The Benefits of Talking About Money in a Relationship
Submitted by Holly Welles - Holly Welles is a freelance writer with a focus on finance and real estate. You can find more of her advice on her blog, The Estate Update, or keep up with her writing on Twitter.
(Contributions are guest opinions only and don’t reflect the opinion or endorsement of Money Fit by DRS, our staff, client or other interested parties.)
Open Communication Can Create Lasting Rewards
People in relationships quickly learn the benefits of open communication when it comes to sharing your life with another person. Whether you've discussed cohabiting, marriage, or simply becoming an exclusive "item," talking tough issues now saves you arguments later.
One of the biggest discussions you need to have now? The money talk. Even though the prospect probably excites you as much as a dental appointment, your partners' financial habits impact your life. They can even affect your credit and ability to buy a home or car in the future.
Here’s why it’s important to be open about money, and how you can achieve this in your own relationship.
Determine Whether Your Future Goals Mesh
When you're basking in the glow of new love, it's easy to overlook red flags, including those pointing to a disconnect over money matters. But the way you manage finances impacts every aspect of your life, including the romantic part.
For example, maybe your current goal involves paying down your student loans while saving a down payment for a house. You've wanted a farmhouse in the country for as long as you can remember.
Your partner, on the other hand, prefers urban life and the maintenance-free tenant lifestyle. They prefer to spend their money on current experiences like going to sporting events and concerts over saving and paying down debt.
This might not matter during the getting-to-know-you stage — in fact, you might adore the way they spontaneously buy tickets to Miami for the weekend. But when you begin planning your life together, your opposing values will create hassles.
Learn How They Manage Debt
The way your partner manages debt impacts your ability to secure a loan in the future should you choose to wed. Even if you do not get married, companies often consider total household income and expenses for certain types of loans.
You might feel embarrassed fessing up to your past debt, especially if financial hardship led you to borrow more than you can comfortably repay. Put your partners' feelings and needs first, however. They may not like hearing that you have credit card debt to worry about, but they'll like it even less when you apply jointly for a mortgage later and get rejected.
Protect Your Future Credit Rating
Do you believe you've found the one? If so, you need to initiate the money conversation to protect yourself well before you start picking out china patterns.
Your partners' credit rating impacts your own. If your spouse takes out a new credit card in a community property state, for example, you become joint and severally liable for the debt even if you never charged a single dime.
Establish Who Pays for What
If you decide to live together at any point, you need to split living expenses. But even if you aren't ready to move in together, revealing income disparities makes date night more equitable. It's hardly fair for your partner to expect you to treat them to a fancy date if you're barely earning enough to afford ramen during the week — especially if they're making six figures and driving a Benz.

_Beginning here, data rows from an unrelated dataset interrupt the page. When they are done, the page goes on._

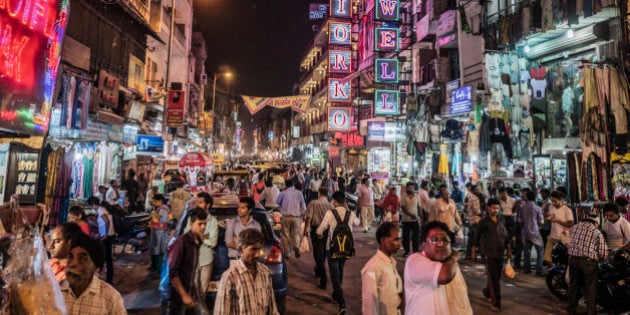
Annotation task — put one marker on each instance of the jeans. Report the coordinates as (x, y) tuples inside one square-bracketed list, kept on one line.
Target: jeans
[(109, 262), (319, 254), (335, 266), (411, 230), (494, 266), (527, 265), (582, 278)]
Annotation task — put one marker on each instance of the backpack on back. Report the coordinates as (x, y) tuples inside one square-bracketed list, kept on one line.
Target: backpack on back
[(342, 242)]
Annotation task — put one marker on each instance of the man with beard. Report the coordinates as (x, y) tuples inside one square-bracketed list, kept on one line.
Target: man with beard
[(83, 292), (246, 287), (433, 282)]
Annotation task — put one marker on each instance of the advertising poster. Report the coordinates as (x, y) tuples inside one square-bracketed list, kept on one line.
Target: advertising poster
[(31, 49)]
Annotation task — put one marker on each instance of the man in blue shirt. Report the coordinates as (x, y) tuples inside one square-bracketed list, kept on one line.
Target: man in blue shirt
[(530, 217), (292, 206)]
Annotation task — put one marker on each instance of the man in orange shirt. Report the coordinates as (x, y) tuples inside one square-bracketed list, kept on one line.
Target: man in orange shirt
[(59, 248)]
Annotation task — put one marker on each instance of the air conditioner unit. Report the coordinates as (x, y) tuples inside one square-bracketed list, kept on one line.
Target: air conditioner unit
[(607, 50)]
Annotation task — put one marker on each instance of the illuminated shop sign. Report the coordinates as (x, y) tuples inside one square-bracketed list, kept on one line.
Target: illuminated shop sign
[(338, 91), (340, 8), (339, 33), (386, 70), (386, 39), (339, 118), (387, 10), (386, 102), (317, 11), (376, 130), (31, 32), (339, 61), (461, 100)]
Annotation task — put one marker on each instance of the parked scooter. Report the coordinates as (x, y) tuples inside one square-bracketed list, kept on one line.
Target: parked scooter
[(613, 281)]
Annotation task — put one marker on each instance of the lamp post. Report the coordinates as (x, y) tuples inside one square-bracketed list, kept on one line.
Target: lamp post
[(227, 74)]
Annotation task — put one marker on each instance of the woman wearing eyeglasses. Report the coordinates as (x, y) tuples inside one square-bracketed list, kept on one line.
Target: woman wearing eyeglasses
[(433, 282)]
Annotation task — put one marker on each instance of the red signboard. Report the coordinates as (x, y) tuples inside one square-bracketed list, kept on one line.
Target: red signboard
[(175, 109), (32, 32)]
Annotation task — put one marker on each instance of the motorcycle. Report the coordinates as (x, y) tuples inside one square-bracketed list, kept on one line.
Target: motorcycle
[(613, 279)]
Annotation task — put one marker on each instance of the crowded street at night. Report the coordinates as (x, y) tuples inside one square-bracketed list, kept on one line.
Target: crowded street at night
[(375, 157)]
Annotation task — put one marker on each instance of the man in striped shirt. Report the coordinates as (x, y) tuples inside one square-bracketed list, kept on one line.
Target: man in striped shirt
[(246, 287), (587, 247)]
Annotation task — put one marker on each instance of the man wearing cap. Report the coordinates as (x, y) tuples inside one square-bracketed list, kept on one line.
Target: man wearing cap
[(83, 292)]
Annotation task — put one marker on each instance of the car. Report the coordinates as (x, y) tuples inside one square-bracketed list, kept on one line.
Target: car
[(225, 209)]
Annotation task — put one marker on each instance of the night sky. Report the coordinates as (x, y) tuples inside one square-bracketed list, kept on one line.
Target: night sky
[(261, 40)]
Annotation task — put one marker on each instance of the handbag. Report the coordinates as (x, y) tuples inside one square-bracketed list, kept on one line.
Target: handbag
[(508, 270)]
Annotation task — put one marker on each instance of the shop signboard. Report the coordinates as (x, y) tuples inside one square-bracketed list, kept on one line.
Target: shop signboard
[(341, 9), (175, 109), (339, 118), (149, 144), (339, 33), (394, 132), (339, 91), (339, 61), (317, 11), (461, 100), (376, 130), (32, 34), (387, 10), (386, 70), (386, 39), (386, 102)]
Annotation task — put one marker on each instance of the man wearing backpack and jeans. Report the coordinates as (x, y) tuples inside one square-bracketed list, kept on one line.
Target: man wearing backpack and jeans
[(340, 244)]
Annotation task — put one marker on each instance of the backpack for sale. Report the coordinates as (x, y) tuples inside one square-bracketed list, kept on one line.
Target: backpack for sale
[(342, 243)]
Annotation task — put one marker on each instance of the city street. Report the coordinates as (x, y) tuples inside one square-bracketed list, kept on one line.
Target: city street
[(525, 294)]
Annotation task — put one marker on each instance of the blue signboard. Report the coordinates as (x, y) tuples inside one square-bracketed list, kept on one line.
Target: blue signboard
[(147, 143), (461, 100)]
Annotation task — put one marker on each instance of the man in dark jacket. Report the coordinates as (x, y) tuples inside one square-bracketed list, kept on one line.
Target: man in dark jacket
[(492, 236)]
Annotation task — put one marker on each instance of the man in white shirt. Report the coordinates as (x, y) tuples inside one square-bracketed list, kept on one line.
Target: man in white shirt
[(335, 265), (381, 285), (433, 282), (561, 218), (616, 228)]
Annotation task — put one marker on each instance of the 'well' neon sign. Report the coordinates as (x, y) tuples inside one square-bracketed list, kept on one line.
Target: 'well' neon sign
[(338, 91), (386, 39), (339, 61), (31, 32), (386, 70)]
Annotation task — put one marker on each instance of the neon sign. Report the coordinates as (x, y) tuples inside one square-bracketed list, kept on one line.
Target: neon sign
[(386, 70), (339, 33), (31, 32), (386, 102), (340, 8), (339, 61), (339, 118), (387, 10), (338, 91), (386, 39)]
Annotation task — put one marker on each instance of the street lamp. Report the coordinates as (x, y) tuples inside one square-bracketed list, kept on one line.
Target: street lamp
[(228, 75)]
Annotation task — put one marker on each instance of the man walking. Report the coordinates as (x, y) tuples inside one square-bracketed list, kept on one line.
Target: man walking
[(246, 287), (292, 205), (335, 265), (315, 213), (381, 285), (492, 236), (410, 209), (529, 218), (587, 247), (366, 203), (183, 260)]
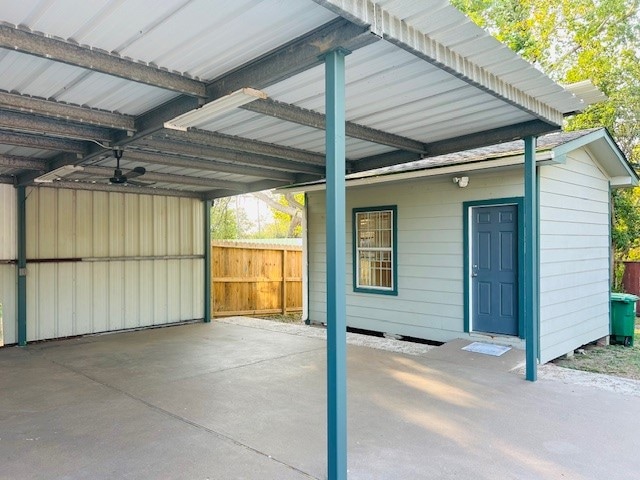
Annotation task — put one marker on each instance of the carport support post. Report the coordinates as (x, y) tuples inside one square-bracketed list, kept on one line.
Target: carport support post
[(207, 260), (22, 266), (336, 265), (531, 313)]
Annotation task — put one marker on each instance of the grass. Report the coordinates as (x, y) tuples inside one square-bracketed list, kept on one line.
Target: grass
[(613, 359)]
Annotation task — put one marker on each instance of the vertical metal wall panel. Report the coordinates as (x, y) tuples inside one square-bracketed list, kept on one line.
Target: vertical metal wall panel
[(132, 222), (84, 224), (159, 226), (197, 272), (197, 242), (100, 220), (65, 292), (130, 296), (98, 288), (173, 226), (8, 251), (100, 297), (146, 293), (145, 210), (116, 225), (8, 223), (160, 285), (66, 223), (8, 299), (85, 303), (186, 227)]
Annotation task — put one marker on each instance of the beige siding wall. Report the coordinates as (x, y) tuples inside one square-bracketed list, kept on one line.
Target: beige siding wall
[(111, 261), (430, 254), (8, 252), (574, 255)]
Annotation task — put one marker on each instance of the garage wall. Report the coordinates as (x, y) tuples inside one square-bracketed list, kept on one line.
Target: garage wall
[(574, 255), (430, 300), (101, 261), (8, 255)]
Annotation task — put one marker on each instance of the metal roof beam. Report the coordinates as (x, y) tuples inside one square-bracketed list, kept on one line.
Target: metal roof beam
[(239, 144), (459, 144), (253, 187), (23, 163), (207, 165), (45, 143), (29, 123), (170, 178), (395, 30), (61, 51), (107, 187), (238, 158), (309, 118), (72, 113), (295, 57)]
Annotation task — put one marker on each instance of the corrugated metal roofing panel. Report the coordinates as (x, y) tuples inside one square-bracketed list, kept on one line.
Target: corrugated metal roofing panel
[(26, 152), (8, 220), (39, 77), (198, 37), (450, 27), (377, 99)]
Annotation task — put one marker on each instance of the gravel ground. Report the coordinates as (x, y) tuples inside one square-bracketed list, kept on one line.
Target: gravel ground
[(388, 344), (548, 371)]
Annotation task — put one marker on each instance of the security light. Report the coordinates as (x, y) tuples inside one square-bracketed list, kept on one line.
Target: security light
[(211, 110)]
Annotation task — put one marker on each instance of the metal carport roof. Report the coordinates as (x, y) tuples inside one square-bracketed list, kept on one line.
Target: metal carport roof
[(79, 79)]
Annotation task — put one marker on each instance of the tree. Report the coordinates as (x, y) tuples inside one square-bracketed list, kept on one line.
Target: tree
[(287, 210), (228, 222), (575, 40)]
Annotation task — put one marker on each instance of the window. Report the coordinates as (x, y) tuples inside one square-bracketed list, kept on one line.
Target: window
[(374, 250)]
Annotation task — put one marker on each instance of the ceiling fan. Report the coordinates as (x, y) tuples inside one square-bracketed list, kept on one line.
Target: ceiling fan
[(120, 178)]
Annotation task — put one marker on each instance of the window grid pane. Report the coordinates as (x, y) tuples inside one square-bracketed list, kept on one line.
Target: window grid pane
[(375, 249)]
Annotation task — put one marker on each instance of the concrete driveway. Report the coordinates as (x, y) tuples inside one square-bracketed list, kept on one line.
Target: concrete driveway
[(241, 401)]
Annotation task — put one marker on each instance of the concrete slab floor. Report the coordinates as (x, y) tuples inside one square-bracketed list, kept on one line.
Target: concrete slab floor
[(229, 401)]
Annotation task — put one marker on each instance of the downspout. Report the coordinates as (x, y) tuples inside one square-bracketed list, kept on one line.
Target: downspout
[(207, 260), (22, 266), (531, 260)]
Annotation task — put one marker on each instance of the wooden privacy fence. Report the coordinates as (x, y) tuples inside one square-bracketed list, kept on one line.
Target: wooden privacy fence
[(248, 279)]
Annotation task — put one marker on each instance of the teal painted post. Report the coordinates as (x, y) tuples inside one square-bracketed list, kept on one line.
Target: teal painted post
[(207, 260), (336, 266), (531, 312), (22, 266)]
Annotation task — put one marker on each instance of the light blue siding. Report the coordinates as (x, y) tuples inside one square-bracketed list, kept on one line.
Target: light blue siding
[(574, 255), (430, 299)]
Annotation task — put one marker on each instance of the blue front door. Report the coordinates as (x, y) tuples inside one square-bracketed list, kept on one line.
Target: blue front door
[(494, 269)]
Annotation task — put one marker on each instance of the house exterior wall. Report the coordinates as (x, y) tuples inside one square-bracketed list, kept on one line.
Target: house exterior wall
[(102, 261), (430, 298), (574, 255), (8, 253)]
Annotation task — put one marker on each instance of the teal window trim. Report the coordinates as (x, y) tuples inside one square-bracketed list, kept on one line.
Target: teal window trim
[(394, 250), (466, 231)]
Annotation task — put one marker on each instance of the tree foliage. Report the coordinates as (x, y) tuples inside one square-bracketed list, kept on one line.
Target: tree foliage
[(575, 40), (228, 222), (287, 209)]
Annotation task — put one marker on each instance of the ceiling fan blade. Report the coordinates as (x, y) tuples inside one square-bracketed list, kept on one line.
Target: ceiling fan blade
[(140, 184), (136, 172)]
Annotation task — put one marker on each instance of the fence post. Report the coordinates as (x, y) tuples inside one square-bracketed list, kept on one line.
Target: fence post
[(284, 281)]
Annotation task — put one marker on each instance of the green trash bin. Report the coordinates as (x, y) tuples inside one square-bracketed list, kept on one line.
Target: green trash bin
[(623, 318)]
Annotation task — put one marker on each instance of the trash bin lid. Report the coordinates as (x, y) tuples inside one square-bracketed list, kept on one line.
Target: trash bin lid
[(624, 297)]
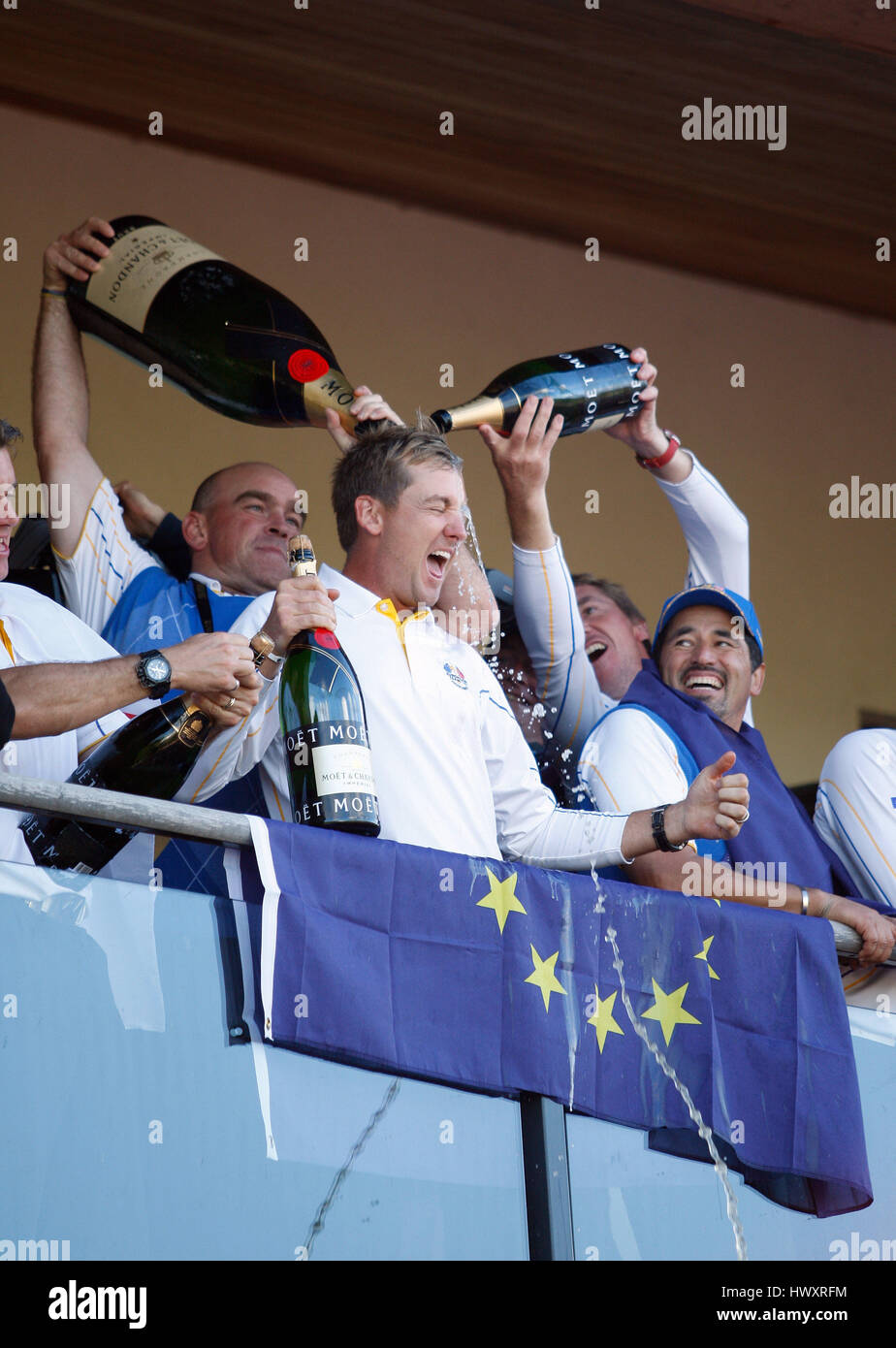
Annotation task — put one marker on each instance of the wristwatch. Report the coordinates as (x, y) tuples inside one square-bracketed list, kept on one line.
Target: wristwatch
[(154, 674), (657, 829)]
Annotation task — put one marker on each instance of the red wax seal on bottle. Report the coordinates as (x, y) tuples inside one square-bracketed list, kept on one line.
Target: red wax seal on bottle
[(306, 366)]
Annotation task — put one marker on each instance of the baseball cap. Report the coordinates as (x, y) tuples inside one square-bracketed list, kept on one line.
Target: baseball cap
[(717, 597)]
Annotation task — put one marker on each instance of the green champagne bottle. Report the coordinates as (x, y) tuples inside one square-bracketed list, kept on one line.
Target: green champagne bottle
[(234, 342), (151, 755), (593, 389), (324, 726)]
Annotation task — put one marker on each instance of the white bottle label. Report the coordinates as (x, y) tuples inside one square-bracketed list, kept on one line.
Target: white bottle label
[(138, 267), (342, 767)]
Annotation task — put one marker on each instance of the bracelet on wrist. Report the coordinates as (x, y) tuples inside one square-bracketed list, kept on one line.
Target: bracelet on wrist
[(661, 460), (657, 830)]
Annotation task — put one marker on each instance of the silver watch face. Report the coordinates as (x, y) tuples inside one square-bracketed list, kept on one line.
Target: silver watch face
[(158, 669)]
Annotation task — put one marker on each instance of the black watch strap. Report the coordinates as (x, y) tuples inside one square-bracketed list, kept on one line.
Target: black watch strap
[(657, 829), (155, 688)]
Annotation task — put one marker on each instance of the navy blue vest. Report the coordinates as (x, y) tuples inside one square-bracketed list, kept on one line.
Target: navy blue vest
[(779, 829)]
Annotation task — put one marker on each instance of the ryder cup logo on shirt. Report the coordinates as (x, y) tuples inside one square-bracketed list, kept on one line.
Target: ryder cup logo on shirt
[(456, 674)]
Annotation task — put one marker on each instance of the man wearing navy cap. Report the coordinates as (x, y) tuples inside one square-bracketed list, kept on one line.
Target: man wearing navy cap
[(686, 707)]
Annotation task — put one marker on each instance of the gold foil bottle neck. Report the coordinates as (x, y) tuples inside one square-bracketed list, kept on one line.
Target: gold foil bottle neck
[(302, 560)]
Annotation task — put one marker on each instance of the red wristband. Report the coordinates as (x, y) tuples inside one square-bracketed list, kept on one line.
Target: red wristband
[(661, 460)]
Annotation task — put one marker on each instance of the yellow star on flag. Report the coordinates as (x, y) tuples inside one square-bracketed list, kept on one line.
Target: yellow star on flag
[(667, 1009), (602, 1018), (704, 954), (501, 897), (543, 977)]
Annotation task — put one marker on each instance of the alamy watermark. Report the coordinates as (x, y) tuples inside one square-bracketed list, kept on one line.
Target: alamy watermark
[(50, 500), (705, 877), (741, 121), (862, 500)]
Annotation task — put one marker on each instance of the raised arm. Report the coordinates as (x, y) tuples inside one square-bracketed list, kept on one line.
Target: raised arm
[(543, 592), (61, 404), (715, 529), (54, 698)]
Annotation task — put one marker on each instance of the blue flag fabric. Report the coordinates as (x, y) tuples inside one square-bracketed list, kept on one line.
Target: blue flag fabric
[(500, 978)]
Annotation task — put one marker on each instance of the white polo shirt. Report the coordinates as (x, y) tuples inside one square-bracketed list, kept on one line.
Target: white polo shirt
[(452, 767)]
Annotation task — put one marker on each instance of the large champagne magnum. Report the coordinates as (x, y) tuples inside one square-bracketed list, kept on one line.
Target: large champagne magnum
[(324, 726), (151, 755), (238, 345), (593, 389)]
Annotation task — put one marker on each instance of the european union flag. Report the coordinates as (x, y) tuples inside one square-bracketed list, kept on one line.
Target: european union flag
[(502, 979)]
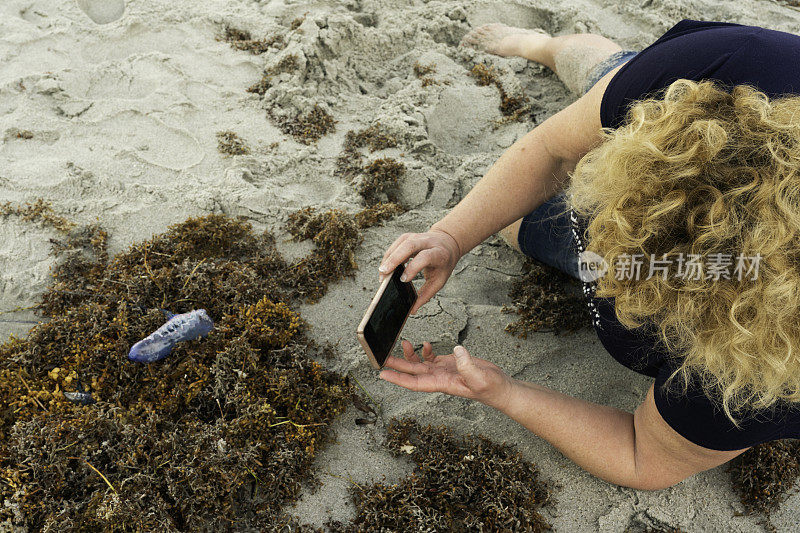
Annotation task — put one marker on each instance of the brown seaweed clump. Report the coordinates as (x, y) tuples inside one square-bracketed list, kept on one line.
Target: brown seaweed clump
[(764, 475), (219, 435), (243, 40), (459, 484), (336, 237), (308, 128), (545, 297), (229, 143), (350, 162), (642, 522), (512, 107), (423, 72), (381, 180), (377, 214)]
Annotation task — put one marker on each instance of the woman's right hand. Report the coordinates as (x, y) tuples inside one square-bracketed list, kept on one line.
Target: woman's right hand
[(434, 252)]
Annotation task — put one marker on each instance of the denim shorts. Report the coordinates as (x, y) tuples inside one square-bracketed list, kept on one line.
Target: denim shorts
[(546, 233)]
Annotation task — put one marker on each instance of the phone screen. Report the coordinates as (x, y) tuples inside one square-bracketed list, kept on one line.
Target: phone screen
[(383, 327)]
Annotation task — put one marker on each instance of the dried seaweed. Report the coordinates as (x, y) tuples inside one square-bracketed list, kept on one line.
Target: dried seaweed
[(230, 143), (459, 484), (512, 107), (545, 297), (336, 236), (764, 475), (296, 23), (220, 434), (243, 40), (377, 214), (381, 180), (309, 127), (350, 162), (287, 64), (423, 72)]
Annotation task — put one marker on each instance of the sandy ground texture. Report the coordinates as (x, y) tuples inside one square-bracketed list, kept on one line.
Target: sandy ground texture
[(123, 121)]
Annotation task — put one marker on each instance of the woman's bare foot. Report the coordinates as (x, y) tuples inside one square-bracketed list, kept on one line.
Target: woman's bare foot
[(505, 41)]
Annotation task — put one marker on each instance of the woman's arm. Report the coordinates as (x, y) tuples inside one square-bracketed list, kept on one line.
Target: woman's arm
[(527, 174), (638, 450)]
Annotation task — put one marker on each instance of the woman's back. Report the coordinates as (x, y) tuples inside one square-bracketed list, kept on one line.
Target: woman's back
[(732, 55)]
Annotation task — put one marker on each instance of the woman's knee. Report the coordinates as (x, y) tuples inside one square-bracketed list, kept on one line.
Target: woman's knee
[(510, 234)]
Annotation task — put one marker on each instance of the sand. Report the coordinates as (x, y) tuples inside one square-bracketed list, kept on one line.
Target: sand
[(124, 118)]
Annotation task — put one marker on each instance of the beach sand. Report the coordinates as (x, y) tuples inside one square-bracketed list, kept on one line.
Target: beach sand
[(119, 122)]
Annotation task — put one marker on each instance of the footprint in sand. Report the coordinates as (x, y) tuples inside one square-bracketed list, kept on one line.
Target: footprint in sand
[(103, 11)]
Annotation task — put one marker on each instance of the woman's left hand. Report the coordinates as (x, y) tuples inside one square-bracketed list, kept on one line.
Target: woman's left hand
[(458, 374)]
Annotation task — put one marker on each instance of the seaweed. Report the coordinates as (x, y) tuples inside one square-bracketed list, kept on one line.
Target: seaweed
[(423, 73), (764, 475), (381, 180), (423, 70), (220, 435), (381, 177), (512, 107), (336, 237), (350, 162), (287, 64), (297, 22), (642, 522), (375, 137), (309, 127), (229, 143), (377, 214), (243, 40), (459, 484), (545, 297)]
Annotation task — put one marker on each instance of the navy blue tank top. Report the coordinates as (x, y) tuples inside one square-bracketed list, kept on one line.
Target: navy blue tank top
[(732, 54)]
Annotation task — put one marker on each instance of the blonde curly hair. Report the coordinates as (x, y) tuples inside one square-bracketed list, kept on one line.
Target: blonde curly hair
[(701, 169)]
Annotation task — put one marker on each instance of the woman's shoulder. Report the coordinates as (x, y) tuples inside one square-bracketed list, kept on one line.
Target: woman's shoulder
[(732, 54)]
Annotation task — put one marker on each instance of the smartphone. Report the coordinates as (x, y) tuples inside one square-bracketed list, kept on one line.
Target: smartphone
[(385, 317)]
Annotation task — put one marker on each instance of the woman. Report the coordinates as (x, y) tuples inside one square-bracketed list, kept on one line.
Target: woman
[(662, 165)]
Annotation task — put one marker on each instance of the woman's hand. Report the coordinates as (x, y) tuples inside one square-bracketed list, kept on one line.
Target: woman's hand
[(458, 374), (435, 254)]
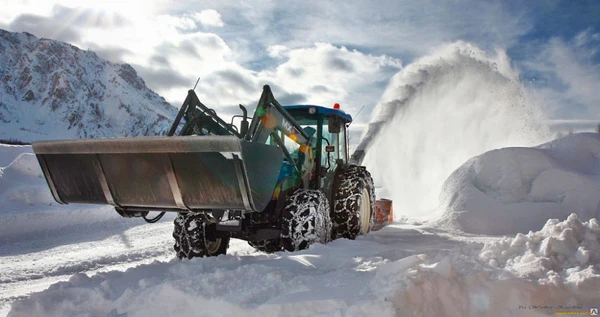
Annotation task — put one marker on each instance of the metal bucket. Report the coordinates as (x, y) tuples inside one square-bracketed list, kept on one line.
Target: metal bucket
[(162, 173)]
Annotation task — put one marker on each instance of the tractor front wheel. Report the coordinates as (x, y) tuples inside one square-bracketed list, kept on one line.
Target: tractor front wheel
[(354, 205), (193, 234), (305, 220)]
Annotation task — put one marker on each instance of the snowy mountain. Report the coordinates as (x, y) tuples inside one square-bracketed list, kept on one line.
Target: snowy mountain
[(51, 90)]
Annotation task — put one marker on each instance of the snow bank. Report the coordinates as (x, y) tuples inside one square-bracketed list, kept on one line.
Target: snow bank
[(513, 190), (27, 206), (398, 271), (562, 253), (437, 113), (9, 152)]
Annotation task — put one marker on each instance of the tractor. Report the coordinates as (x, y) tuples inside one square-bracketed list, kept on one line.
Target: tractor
[(281, 180)]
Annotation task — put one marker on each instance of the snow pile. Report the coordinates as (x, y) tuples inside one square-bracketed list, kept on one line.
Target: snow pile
[(515, 190), (27, 206), (22, 185), (439, 112), (560, 250)]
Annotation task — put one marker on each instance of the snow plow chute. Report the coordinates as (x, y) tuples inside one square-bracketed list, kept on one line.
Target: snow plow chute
[(162, 173), (384, 213)]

If you do decide cohabitation makes sense, you can divide expenses in several ways.
The joint account method: All income gets deposited to one joint account that pays the bills. This method boosts transparency but can prove troublesome if one of you is a spendthrift and the other craves to save. This is also mostly used by long-term or married couples.
The yours-is-yours, mine-is-mine method: You keep everything separate and split the bills 50/50. This works well if you've suffered financial hardship due to past relationship woes but can lead to feelings of mistrust.
The income-based method: If you earn $36,000 a year and your partner earns six figures, this method can work. You each pay what you can realistically afford — for example, your spouse pays rent while you manage the electric bill.
The hybrid method: Of course, you can combine these methods. For example, you might open joint savings or checking to save for major items like a home or vacation, but maintain a separate account for your daily income and expenses.
Protect Your Partner from Financial Emergencies
If you share household bills or plan to, you need to ensure your partner won't suffer financial hardship in case of your death. You and your partner might do well to secure life insurance early in your relationship. Why? The older you grow, the more your premiums increase — locking in a lower rate while you're young and healthy makes sound financial sense.
Spare Yourself Future Fights
Finally, few couples enjoy arguing over anything, least of all money. However, money remains the number one cause of arguments in relationships and results in countless divorce actions each year. Divorce itself can prove messy — and expensive. Discussing the tough issue of finances upfront can help preserve the life of your relationship down the road.
Having the Money Talk Early Saves Major Headaches Later
Few people like discussing money matters. If you asked people if they'd rather talk money or undergo root canal surgery without anesthesia, many would probably opt for the knife. Yet talking about financial matters early in your relationship keeps it healthier over time and spares you unexpected economic crises.